Sheridan: I can fuck with this. My stomach is protruding a tad but maybe people will let me have their seats if they think I’m pregnant. I’m imagining this with a cute tee so that I don’t feel like I have to suck in the whole time. It’d be great to find a skirt that can make plus-size girls with a bit of a tummy not feel like they have to wear Spanx 24/7.
15. Lily Highwaist Zip Pants from Fashion to Figure: We’re both wearing a size 3X.
The size the model is wearing: 1X
Kristin: I know we’ve stated this already, but I’d just like to reiterate that this is the size I was instructed to buy based on my measurements. And this still makes my belly look like a pile of shiny horse poop.
Sheridan: Apparently I have the world’s largest vag ‘cause the crotch on these pants is ridiculous. The model really doesn’t do this god-awful material justice. This is just a mess.
17. High-Rise Shorts — Acid Wash from Torrid: We’re both wearing a size 20.
For this item, we both fell between a size 20 and a size 22 — so we tried on both sizes:
The size the model is wearing: Unknown
Kristin: Can we talk about how the model appears to have come equipped with some sort of perfectly shorts-shaped butt and upper thighs? The leg holes on this were so cartoonishly big on me that I looked like a mom from the ’80s who has just come back from the store with SunnyD.
Sheridan: Oh. My. Jorts. I’m sure some girls could look cool AF in these jeans but I am not one of them. I have never worn such an unflattering cut of denim IN MY LIFE. Shorts: Either hit me at the ass or hit me at the knee — stop confusing yourself.
19. Size 22 from the front:
Kristin: I’d like to point out that Sheridan is 5’11” and these shorts STILL look longer on her than on the model. How tall do you have to be in order for these to look like how they’re intended?!
Sheridan: Whoever said I couldn’t pull off ’90s-mom-at-an-amusement-park chic — CHECK YO’SELF.
21. Our Final Thoughts:
Kristin: Look, I get it. Not everything is going to flatter everyone. But the amount of guesswork that goes into trying to figure out if something WILL flatter me before ordering it online is crazy-making. When you realize you’ve been misled by a store, not only are you shelling out more $$$ to return the item, but you’re less likely to shop there in future. So really, the only winner here is the post office.

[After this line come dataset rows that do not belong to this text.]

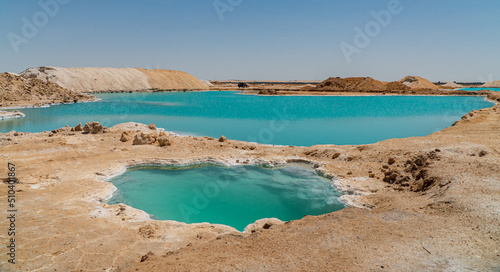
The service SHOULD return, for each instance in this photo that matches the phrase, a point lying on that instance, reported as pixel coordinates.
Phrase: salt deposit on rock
(114, 79)
(143, 138)
(93, 128)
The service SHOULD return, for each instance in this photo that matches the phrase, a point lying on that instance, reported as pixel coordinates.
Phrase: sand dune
(416, 82)
(114, 79)
(15, 90)
(452, 85)
(492, 84)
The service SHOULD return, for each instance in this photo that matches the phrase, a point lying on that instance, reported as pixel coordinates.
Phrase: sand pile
(492, 84)
(415, 82)
(17, 89)
(114, 79)
(452, 85)
(358, 84)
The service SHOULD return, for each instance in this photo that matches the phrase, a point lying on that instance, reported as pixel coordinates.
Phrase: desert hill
(15, 90)
(492, 84)
(114, 79)
(416, 82)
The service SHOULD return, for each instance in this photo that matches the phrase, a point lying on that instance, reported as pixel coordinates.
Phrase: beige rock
(93, 128)
(126, 136)
(164, 141)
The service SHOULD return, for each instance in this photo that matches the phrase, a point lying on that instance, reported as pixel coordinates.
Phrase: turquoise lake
(282, 120)
(480, 89)
(233, 196)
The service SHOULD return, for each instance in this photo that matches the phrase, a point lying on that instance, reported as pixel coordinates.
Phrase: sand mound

That said, shout-out to my butt, who really held it down here.
Sheridan: Here’s the thing — I know I’m plus-size. So all you fine people who are going to say that if I don’t like the fact that my stomach shows I should get a smaller tummy, thanks in advance :) But that’s not the point. The point is that I too like to wear cute AF, fashionable clothes. If any fashion designers are listening: I’ll give you my money, just make me decent stuff in my size! Also, all y’all need to start labeling shit very clearly on websites. If I need to go up three sizes to get the same look as the model, just tell me. OK, rant over. In Melissa McCarthy we trust.